To claim a deduction for the cost of uniforms, report the amount at D3 - Work-related clothing, laundry and dry-cleaning expenses on your income tax return.
Clothing, laundry and dry-cleaning you cannot claim
You cannot claim a deduction for the cost of purchasing or cleaning conventional clothing you wear to work that does not fall into one of the categories above, even if your employer tells you to wear it. This includes:
- clothing you wear for medical reasons, such as support stockings
- conventional clothing that is damaged at work
- everyday footwear such as dress, casual or running shoes
- conventional hair accessories and earrings.
Example 14 - you cannot claim a deduction for ordinary clothing
Burke is a flight attendant employed by Airline XYZ to work in the business class section of the plane.
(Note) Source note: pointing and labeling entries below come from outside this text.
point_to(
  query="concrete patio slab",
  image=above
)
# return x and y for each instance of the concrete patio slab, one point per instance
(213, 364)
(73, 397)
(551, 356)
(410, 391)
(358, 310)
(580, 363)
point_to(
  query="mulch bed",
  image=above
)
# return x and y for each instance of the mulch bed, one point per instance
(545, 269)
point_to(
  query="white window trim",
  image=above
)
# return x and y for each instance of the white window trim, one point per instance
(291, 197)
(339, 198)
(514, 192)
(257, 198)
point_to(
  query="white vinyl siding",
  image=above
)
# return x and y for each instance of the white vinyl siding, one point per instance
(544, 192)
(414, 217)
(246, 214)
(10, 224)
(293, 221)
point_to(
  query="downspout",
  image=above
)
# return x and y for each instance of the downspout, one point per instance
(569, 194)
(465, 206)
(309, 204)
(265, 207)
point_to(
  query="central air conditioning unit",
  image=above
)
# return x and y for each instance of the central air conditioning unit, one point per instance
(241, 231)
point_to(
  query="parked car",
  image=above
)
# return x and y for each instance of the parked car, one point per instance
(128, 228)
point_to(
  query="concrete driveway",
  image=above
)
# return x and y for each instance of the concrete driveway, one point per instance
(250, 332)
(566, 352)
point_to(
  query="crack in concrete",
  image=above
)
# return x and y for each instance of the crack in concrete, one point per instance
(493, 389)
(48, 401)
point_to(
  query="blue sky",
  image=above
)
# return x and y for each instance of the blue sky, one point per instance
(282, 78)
His employer requires him to wear a good quality, dark coloured, tailored business suit, long sleeved single coloured cotton shirt, a tie, black leather shoes and black socks. XYZ considers that Burke should be dressed immaculately at all times as the company's image is of particular importance. In recognition of this requirement, XYZ pays Burke a clothing allowance of $4,000 per annum. Burke expended the allowance purchasing the clothing and footwear prescribed by XYZ. He only wears the clothing and footwear for work purposes.
A deduction is not allowable for the cost of Burke's clothing because it does not constitute as a:
End of example
- compulsory corporate uniform
- non-compulsory corporate uniform registered with AusIndustry.